4日目
大きな着信音に少し怯えながら、僕はスマホを手に取った。
思わず手が震え、喉がつっかえる。
そして無意識に僕の指は、着信拒否のボタンをスライドしていた。
「……ッ」
体が震える。目を思いきりつぶって、僕はしゃがみこんだ。
体の震えと冷や汗が僕の思考を混乱させた。
頭のなかでは、まだあの着信音が鳴り響いている。
「嫌だ……。殺されたくない……。僕は何もしていない。
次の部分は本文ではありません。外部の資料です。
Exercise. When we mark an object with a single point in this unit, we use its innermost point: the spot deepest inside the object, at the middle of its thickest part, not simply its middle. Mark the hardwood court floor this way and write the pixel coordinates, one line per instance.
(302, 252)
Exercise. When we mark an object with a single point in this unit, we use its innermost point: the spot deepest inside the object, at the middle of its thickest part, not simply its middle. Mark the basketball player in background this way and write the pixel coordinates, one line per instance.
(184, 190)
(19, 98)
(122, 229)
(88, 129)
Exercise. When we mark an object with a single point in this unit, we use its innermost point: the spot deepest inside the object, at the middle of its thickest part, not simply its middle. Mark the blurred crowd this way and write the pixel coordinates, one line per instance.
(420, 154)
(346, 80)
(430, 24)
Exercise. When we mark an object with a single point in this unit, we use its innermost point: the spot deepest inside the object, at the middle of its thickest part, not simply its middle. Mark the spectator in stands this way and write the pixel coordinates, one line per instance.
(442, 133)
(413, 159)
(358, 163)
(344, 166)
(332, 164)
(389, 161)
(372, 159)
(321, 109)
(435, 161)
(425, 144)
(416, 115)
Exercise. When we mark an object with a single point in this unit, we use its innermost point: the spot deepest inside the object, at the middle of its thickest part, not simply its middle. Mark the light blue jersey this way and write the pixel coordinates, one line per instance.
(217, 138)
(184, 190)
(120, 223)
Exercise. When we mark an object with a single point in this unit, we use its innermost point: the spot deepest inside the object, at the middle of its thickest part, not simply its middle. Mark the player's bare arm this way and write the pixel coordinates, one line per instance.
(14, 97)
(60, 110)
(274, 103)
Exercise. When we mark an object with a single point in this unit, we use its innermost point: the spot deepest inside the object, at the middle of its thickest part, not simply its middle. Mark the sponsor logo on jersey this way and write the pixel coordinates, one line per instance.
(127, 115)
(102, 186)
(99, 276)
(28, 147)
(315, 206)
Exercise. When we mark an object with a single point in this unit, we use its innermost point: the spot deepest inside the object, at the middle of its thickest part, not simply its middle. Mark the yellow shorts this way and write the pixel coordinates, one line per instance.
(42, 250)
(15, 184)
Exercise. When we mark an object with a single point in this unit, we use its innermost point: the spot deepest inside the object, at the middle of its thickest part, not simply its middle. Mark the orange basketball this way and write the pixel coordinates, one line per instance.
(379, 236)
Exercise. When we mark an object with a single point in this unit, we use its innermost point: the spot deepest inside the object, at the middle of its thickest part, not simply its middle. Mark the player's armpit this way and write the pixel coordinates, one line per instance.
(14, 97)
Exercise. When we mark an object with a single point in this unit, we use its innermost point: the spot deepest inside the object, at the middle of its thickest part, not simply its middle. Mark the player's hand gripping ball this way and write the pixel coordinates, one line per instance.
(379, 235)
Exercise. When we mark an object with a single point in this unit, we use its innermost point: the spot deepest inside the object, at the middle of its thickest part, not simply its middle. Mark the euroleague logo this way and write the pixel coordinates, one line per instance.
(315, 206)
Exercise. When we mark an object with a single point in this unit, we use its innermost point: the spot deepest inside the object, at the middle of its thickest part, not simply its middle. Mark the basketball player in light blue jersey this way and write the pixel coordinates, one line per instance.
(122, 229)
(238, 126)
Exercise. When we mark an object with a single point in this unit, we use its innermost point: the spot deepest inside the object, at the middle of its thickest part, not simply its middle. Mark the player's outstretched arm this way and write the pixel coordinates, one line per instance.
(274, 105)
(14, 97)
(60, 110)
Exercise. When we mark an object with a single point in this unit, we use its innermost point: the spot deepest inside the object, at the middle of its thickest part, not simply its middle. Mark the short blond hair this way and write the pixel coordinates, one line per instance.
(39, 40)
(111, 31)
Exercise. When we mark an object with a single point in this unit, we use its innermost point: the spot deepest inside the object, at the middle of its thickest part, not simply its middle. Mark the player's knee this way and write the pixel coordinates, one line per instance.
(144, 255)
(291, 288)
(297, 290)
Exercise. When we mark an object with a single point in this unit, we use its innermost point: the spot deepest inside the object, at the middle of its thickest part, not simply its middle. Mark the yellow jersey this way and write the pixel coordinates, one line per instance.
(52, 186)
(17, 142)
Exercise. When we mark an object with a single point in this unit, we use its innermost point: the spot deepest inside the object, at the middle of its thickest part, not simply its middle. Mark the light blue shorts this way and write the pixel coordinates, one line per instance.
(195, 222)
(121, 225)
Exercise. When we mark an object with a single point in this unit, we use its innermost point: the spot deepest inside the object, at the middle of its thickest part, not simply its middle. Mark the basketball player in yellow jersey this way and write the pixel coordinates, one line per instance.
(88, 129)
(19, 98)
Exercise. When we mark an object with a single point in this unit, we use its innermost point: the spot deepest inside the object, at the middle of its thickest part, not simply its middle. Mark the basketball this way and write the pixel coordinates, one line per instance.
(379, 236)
のに、あいつらが……やって来るんだ」
「父さん……母さん……」
自分でも何を言っているのか全く分からなかった。
所詮はただの、僕のうわごとにすぎない。
『キミ、何を言っているのか全然わかんなーい。お姉さんにも、分かりやすいように言ってほしいなぁ?』
突如として、僕の部屋全体からスピーカーを通じて、不快な高い声が響いた。
『ワタシはキミのことよーく知ってる。けど、キミはワタシのことも皆のことも……』
『ぜーんぶ、忘れちゃったみたい!』
うるさい、黙れ。その金切り声が嫌いなんだ。
口で言おうとしても、何も声は出なかった。
僕は臆病で、からっぽの頭を持つ人間だ。
深呼吸をして立ち上がる。
足元がふらついて、僕は尻餅をついた。
『あははっ! まるで生まれたての羊のようね! こっけいで哀れだわ』
僕は金切り声の女がどこにいないか探してみる。
すると、天井のすみに監視カメラがあることに気づいた。
『キミがどんな反応をするか、これからが楽しみね! じゃあ、アディオース!』
金切り声の女は通信をぶつりと切り、やがて部屋は無音に包まれた。
「あの女……ウザい。けど、部屋から出て……鏡……。あと、僕が僕だと証明できるもの……探す」
僕は灰色と黒のリュックに、裁縫セットやカッターナイフ。
筆箱や包帯を押し込んで、日記に目を向ける。
「監視カメラに、あの金切り声の女……。僕の家じゃない……」
僕は日記に文字を書きなぐり、白いページを黒く染めた。